How to properly compress documents?


#1

Hi everyone,

I’ve just started using Couchbase server with its .NET SDK. The data type I’m storing is a POCO C# class with a list inside, one document can be quite large, it can be hundreds of kilobytes if serialized to Json.

I’m only using Couchbase as a key-value store, I don’t care about the internal structure of the documents on the server. So I would prefer to store them compressed, that can save a lot in storage space (I tried one of my actual documents, if serialized to Json, it takes 237 KBytes, after zipping it was 10 KBytes). I would like to have compression already on the client side, so that I save not just on storage and memory on the server, but also on the network communication.

What is the idiomatic, simplest way to achieve this with the .NET SDK?

My code inserting documents is very simple.

bucket.Insert(
    new Document<MyCustomPoco>
    {
        Content = item,
        Id = key,
        Expiry = expiry
    }));

In the configuration I only specify connection information, I haven’t customized the serialization in any way.

In this blog post I read that by default we are using Json.NET for seralization, so I was expecting to see the inserted document on the server as Json. However, if I look at the inserted document with the management console, I see that it is in a binary format:

What is the reason for this? Is the SDK using a binary serializer by default? Or the document is getting compressed? If it’s the latter, does it get compressed already on the client side?

Maybe I’m missing something, but I couldn’t find any clear, official information about this. I’m looking for the approach which is the most idiomatic, and requires the least amount of custom coding.
Thanks for any suggestions!


#2

@markvincze -

The easiest way to do this would probably to store the content as a compressed byte array. A byte array will by-pass the serialization process and be stored on the server as a binary blob.

This is odd, assuming the code shown above, the MyCustomPoco object should have been converted to a JSON document via serialization. The only way a document will be stored as a binary blob is if it’s not a valid JSON doc…meaning it’s syntactically incorrect.

-Jeff


#3

@markvincze

On another note, I’m not sure compressing the documents before serializing to Couchbase is necessary. Couchbase already compresses the data store when it’s persisted to disk on the server.

So you could just serialize as JSON, and let the server pick up the processing load of compression/decompression. This has the advantage that it should be less performance impact on your application because:

  1. The compression/decompression load is on the Couchbase server
  2. It is cached in the server memory decompressed, so if you are reading multiple times it only decompresses once instead of every read.
  3. The disk persistence layer does compression, and writing to Couchbase doesn’t wait for persistence to complete. So your write operations will complete before any compression is done (unless you specifically request to wait for persistence)

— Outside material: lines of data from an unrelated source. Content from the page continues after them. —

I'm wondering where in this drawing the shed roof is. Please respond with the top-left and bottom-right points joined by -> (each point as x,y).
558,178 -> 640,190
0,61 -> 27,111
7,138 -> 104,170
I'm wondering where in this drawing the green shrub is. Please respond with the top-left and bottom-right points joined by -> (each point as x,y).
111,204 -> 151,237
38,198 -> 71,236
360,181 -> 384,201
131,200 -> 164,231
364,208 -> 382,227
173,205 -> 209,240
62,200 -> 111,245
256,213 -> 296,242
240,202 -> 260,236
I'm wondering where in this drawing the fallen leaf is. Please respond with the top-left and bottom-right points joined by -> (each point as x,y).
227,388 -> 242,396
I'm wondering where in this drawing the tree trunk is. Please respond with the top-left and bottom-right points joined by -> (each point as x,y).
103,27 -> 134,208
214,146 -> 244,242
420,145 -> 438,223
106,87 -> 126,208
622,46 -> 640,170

Caveat on these statements: I’m not part of the Couchbase team, just a community member. This is just my understanding from going to the conferences, etc. So if it’s critical to you, I’d inquire with someone on the Server team to make sure.

Thanks,
Brant


#4

Hi @jmorris,

Thanks for the info! I based my custom compressing serializer solution on the blog post you’ve written about serializing with Jil, and it works nicely.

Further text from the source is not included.